In the past two weeks alone, she has travelled to the Midwest to visit a diocese, attended a conference on science and religion, adjudicated concerns at a meeting of bishops, and penned what is sure to be a closely-watched sermon dealing with the U.N. Millennium Development Goals to eliminate global poverty.
"I think it was [German theologian] Karl Barth who said, 'Preachers are supposed stand in the pulpit with a bible in one hand, and a newspaper in the other,'" says Jefferts Schori. "There has to be some connection between those ancient stories and the struggles or joys in a particular community today."
Taking a stand
Jefferts-Schori often takes liberal stands that are at odds with traditionalists within the Episcopal Church.
For example, many conservatives say that openly gay men have no place in the clergy. Jefferts Schori says biblical condemnations of homosexuality stem from an ancient cultural context that is no longer binding in our time. In fact, as a child, what she saw as the church's anti-intellectualism caused her to leave it for a time.
"The faith I received as a child was fairly mechanistic, fairly literal. That 'salvation means this' and 'Jesus did that' and so 'just believe it.' And that began to be unsatisfactory, inadequate," she says. "I needed a deeper sense of what it means to be in relationship with God."
Faith and nature
Jefferts Schori found solace in nature near her childhood homes in the Pacific Northwest and later on the East Coast. She studied biology in college and received a doctorate in oceanography with a specialty in octopuses and squids. Jefferts Schori says her love of nature ultimately brought her back to God, whom she feels created the world's endlessly varied and interconnected wonders.
"The enlightenment view is that human beings are autonomous and separate. Science, in the recent past, has taught us a great deal about how interconnected we are. It's totally false to think we are distinguishable utterly from other parts of creation. And that's both a religious and a scientific viewpoint."

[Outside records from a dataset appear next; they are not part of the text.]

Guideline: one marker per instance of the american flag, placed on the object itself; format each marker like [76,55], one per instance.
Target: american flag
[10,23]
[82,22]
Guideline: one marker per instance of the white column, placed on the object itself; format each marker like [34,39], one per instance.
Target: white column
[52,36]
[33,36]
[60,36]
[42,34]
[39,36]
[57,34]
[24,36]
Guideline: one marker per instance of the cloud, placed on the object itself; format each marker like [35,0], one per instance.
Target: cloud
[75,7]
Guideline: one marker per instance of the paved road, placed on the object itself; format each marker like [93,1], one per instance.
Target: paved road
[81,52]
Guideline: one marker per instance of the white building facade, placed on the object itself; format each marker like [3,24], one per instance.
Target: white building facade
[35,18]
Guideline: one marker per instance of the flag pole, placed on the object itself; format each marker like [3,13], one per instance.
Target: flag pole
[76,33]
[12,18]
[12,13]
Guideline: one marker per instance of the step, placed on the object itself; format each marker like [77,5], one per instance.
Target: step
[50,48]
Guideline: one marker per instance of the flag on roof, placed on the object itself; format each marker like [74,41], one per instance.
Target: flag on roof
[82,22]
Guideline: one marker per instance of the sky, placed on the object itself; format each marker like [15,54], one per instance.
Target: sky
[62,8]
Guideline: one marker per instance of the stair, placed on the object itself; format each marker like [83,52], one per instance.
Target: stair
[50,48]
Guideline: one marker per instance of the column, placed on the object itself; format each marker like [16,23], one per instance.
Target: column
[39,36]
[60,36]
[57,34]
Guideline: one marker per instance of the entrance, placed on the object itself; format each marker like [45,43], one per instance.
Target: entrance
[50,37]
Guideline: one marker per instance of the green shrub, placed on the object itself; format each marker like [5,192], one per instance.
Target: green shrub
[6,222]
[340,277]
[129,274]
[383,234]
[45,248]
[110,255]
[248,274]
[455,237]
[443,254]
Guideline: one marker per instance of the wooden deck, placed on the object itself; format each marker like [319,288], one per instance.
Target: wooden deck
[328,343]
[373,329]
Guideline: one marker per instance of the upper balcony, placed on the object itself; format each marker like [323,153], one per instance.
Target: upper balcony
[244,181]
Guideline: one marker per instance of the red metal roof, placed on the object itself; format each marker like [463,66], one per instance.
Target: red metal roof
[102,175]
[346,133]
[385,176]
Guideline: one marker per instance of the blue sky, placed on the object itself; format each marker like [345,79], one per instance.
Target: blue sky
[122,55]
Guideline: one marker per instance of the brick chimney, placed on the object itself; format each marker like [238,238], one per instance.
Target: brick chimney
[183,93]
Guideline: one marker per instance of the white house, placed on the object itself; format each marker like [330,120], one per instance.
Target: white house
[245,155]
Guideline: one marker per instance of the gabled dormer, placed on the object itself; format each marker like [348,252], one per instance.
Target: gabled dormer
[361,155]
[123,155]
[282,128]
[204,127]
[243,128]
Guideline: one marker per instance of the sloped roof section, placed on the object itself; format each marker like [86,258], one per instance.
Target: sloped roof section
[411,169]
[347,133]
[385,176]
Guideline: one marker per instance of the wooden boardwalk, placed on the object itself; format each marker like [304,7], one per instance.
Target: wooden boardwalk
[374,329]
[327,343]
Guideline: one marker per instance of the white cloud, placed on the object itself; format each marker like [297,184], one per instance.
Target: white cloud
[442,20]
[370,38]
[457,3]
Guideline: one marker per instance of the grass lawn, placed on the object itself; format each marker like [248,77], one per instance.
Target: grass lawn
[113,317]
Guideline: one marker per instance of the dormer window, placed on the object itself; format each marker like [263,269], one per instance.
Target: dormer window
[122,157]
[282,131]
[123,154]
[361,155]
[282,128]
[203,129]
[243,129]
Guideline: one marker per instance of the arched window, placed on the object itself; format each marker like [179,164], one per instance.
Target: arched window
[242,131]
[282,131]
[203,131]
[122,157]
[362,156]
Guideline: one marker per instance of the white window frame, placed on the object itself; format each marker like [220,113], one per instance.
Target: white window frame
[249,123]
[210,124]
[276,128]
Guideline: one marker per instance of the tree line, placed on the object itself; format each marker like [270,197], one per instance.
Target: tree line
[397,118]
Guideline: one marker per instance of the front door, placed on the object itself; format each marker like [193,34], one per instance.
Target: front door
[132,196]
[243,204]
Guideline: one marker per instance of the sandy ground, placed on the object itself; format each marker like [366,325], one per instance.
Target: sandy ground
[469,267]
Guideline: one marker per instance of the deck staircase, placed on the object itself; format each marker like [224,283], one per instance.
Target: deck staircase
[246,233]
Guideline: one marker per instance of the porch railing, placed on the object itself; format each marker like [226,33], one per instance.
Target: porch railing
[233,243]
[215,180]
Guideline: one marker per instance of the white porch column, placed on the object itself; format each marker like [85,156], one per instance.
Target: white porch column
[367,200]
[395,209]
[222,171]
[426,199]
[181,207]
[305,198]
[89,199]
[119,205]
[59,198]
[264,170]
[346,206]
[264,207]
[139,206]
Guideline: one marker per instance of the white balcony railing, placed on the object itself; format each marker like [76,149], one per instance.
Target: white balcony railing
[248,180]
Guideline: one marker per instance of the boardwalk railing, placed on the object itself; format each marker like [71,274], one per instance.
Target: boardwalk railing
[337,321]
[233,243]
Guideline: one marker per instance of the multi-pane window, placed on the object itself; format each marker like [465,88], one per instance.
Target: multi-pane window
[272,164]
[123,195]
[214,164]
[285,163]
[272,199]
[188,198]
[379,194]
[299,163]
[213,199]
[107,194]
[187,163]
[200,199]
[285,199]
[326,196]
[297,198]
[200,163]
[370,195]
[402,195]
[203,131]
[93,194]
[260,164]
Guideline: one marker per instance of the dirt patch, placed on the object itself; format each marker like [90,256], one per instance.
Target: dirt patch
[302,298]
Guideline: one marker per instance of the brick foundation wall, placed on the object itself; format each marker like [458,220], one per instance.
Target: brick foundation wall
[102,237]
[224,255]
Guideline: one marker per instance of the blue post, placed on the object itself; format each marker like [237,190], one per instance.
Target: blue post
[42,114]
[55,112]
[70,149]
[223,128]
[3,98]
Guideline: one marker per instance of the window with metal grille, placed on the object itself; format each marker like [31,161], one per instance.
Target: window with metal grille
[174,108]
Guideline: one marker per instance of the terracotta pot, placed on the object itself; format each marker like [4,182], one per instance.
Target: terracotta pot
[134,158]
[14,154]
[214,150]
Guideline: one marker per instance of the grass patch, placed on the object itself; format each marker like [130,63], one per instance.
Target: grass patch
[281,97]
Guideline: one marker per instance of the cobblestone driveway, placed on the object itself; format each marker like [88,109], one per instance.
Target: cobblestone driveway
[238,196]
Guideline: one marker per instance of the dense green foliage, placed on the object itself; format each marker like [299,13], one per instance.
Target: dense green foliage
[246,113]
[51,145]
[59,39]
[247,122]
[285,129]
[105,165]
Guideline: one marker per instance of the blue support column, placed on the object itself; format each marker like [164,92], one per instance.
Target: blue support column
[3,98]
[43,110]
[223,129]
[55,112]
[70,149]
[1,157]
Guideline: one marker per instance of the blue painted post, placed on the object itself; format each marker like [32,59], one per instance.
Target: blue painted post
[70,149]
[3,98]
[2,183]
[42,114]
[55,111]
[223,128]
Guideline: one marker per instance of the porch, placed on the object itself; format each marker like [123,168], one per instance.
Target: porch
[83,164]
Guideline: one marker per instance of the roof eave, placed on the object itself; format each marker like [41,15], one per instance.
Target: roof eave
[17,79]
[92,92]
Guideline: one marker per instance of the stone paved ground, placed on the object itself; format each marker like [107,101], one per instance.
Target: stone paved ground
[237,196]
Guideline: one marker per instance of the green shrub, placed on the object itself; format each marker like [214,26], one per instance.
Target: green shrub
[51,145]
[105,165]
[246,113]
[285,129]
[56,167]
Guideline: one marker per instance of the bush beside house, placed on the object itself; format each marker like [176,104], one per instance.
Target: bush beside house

For Jefferts Schori, that sense of relatedness with others, including non-human "others," leads naturally to a theology of compassion and activism. She is most concerned for the voiceless, the powerless, those, who in her words, exist "on the margins."
Combining religion and activism
"I read the gospels to say that Jesus is most passionate about those that are excluded." Jefferts Schori believes refugees, the radically poor, people of color and women fit that label. "Our attention needs to be focused more intensely on those who don't have access to the abundance of life. There is a sense that we meet the image of God in every human being. And if we assume that these people aren't really deserving to be 'within the circle,' we've missed something important about the divine."
Jefferts Schori saw hints of the divine during her five and a half years working with the dying as a hospice chaplain. She recalls a patient with a brain tumor who could speak only in metaphors. Others thought he was crazy, but Jefferts Schori engaged him in that mode and gained from the experience.
"A sense that listening more deeply recognized the communication that was going on but if you took it at the superficial level you were going to miss everything."
Jefferts Schori says her life's journey has often meant saying yes to what seemed ridiculous or impossible. Ordained to the priesthood in 1994 at the age of 40, she was shocked six years later, when a fellow priest said he wanted to nominate her for bishop.
"I just laughed. I said, 'That's totally absurd! I'm a woman. I'm too young. I haven't been head of a big congregation.' And over the next several weeks I was terrified when I thought seriously about it, but I came to realize I was a part of that process even though it made no sense at all.
Jefferts Schori was consecrated bishop of Nevada in 2001. When she was elected presiding bishop and primate of the entire Episcopal Church only six years later, she accepted the challenge of shepherding a denomination rife with controversy.
As a mother, she compares her pastoral duties with a parent's task of giving guidance while allowing children to make their own choices.
"In the church, it's about providing the boundaries and encouraging creativity within those boundaries. It's about seeking abundance for the other and giving thanks for what is."